Refus de la défaite, c’est bien ainsi que se posait le problème dans cette bourgade qu’était Fort-Lamy en juin 1940. Il ne s’agissait naturellement pas d’y nier la victoire allemande dont l’évidence assommait. Mais cette victoire, remportée sur le sol français, devrait-elle être subie par procuration au milieu de l’Afrique, et ce qui n’était après tout, si grand fût-il, qu’un succès militaire aurait-il aussi des conséquences politiques pour le pays et pour l’Empire dont le destin se trouverait ainsi scellé, avant que l’on eût bien su ce qui nous était arrivé ?

Dès avant le 17 juin, les conversations allaient bon train. Une peine immense nous pénétrait mais on sentait pourtant qu’au-delà du malheur présent, l’heure de la responsabilité, l’heure de l’effort approchait. L’entrée en guerre de l’Italie pouvait assigner au Tchad un rôle personnel pour lequel, en dépit de l’insuffisance de l’armement, il était moralement prêt. À condition bien entendu, que la France elle-même ne capitulât pas. C’est ce dont on discutait. Et l’on prenait parti, dans un désœuvrement que l’on haïssait mais auquel on n’aurait pu échapper tant qu’il n’y avait, pour le remplir, que le flot, tantôt obscur, tantôt tragiquement précis, des mauvaises nouvelles.

Sur le fond même des choses, sur l’interprétation qu’il convenait de donner à la défaite, l’on apercevait déjà des divergences qui réapparaîtraient plus tard. Dans leur grande majorité pourtant, les quelque 150 Français qui formaient toute l’armature de la capitale du Tchad étaient persuadés que la guerre allait continuer, devait continuer. Ils faisaient confiance, pour la poursuivre, à l’Empire et surtout à l’Afrique, à ce continent africain dont ils évaluaient avec amour la masse et l’étendue, sans en apprécier nécessairement la grande faiblesse initiale dans une lutte qui serait sans merci.

Tout cela était et ne pouvait être que spontané. Dans l’isolement général où se trouvait l’Afrique à l’époque, le Tchad était lui-même une réserve à part qu’aucun lien n’attachait pour ainsi dire aux autres terres françaises. Deux ou trois mauvais avions, le télégraphe, quelques postes de radio, rien de plus pour nous unir au monde et la saison des pluies viendrait bientôt ralentir encore les communications avec le Sud. Ni M. Éboué à qui Mandel avait confié le gouvernement du territoire 15 mois auparavant – “il va y avoir la guerre, lui avait-il dit, et vous aurez là-bas à faire de grandes choses” – ni, M. Éboué, ni le colonel Marchand, commandant militaire, n’en savaient plus que nous sur ce qu’on attendait, ou n’attendait pas, des arrières africains. Comment dès lors n’aurions-nous pas imaginé, tenu déjà pour accomplie, cette relève de la France par l’Afrique, seule solution logique au point où se trouvait la guerre ?
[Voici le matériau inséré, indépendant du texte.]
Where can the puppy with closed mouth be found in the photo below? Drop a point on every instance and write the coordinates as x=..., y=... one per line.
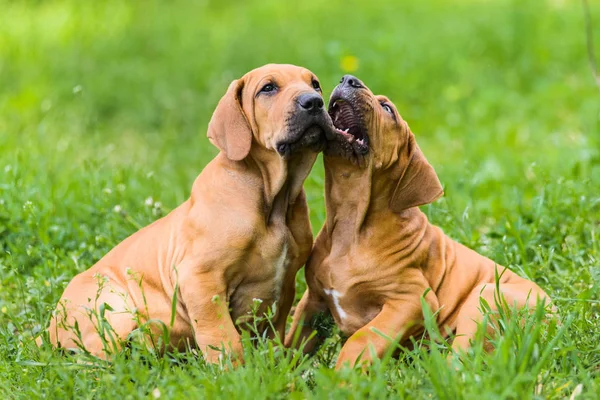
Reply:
x=241, y=236
x=377, y=254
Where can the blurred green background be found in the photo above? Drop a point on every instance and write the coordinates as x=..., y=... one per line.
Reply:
x=104, y=107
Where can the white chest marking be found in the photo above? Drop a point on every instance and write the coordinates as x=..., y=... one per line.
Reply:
x=280, y=269
x=335, y=295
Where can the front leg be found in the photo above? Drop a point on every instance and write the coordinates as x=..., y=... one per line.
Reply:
x=400, y=317
x=312, y=302
x=205, y=297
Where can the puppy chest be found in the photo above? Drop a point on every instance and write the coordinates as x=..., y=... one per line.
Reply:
x=267, y=268
x=351, y=311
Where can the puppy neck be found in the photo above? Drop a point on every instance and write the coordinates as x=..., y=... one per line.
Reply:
x=356, y=195
x=282, y=179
J’ai cité M. Éboué et le colonel Marchand. Avant de poursuivre ce récit, je voudrais marquer d’un trait le contour de ces deux belles figures. Qui n’a pas vu, durant cette période, Éboué assis sur un banc, le soir, au bord du Chari, écoutant avec attention les propos que lui tenaient les jeunes gens, ne sait pas tout ce qu’il pouvait y avoir, dans sa lourde stature, d’amitié, de sagesse et de courage. La surdité lui donnait peut-être une certaine maladresse, mais son regard où la surprise et la gaieté s’éveillaient lentement reflétait bien une âme que la médiocrité n’atteignait pas, car Éboué aimait la terre et les hommes, mais non pas au prix de ce qu’on se doit à soi-même.

Le colonel Marchand, de son côté, peut se caractériser d’un mot : l’honnêteté. Marchand était honnête vis-à-vis de son régiment, de son gouverneur, du pays. Tandis qu’Éboué trouvait la source de sa fidélité dans une France qui avait libéré ses pères, la haute silhouette terrienne de Marchand prenait racine dans le sol même de nos provinces. C’est là qu’il avait puisé cette méfiance instinctive à l’égard des songe-creux et des faux-semblants. Nous avions là vraiment deux hommes, et certains ne s’en aperçurent que plus tard, parmi les meilleurs qu’on pût rêver pour pareille aventure.

Car l’aventure devenait imminente. Le 17 au matin, l’on apprit la constitution du nouveau gouvernement. La plupart crurent y voir le signe de la résistance à mort : mobilisation de l’Empire, stratégie africaine, que sais-je ? Nous étions certes bien mal informés. À la fin de l’après-midi, comme on en avait pris l’habitude depuis quelques jours, tout le monde se réunit au cercle où se trouvait le seul poste de radio qui fût encore capable de capter les émissions françaises. On entendait mal, très mal. Un petit groupe pourtant, presque collé au poste, comprit que c’était le maréchal Pétain qui parlait. Et ce qu’il disait n’était pas entièrement perceptible mais le sens général, hélas, en était clair : on se rendait. Ce ne sont pas les armées en France qui se rendaient. La France se rendait.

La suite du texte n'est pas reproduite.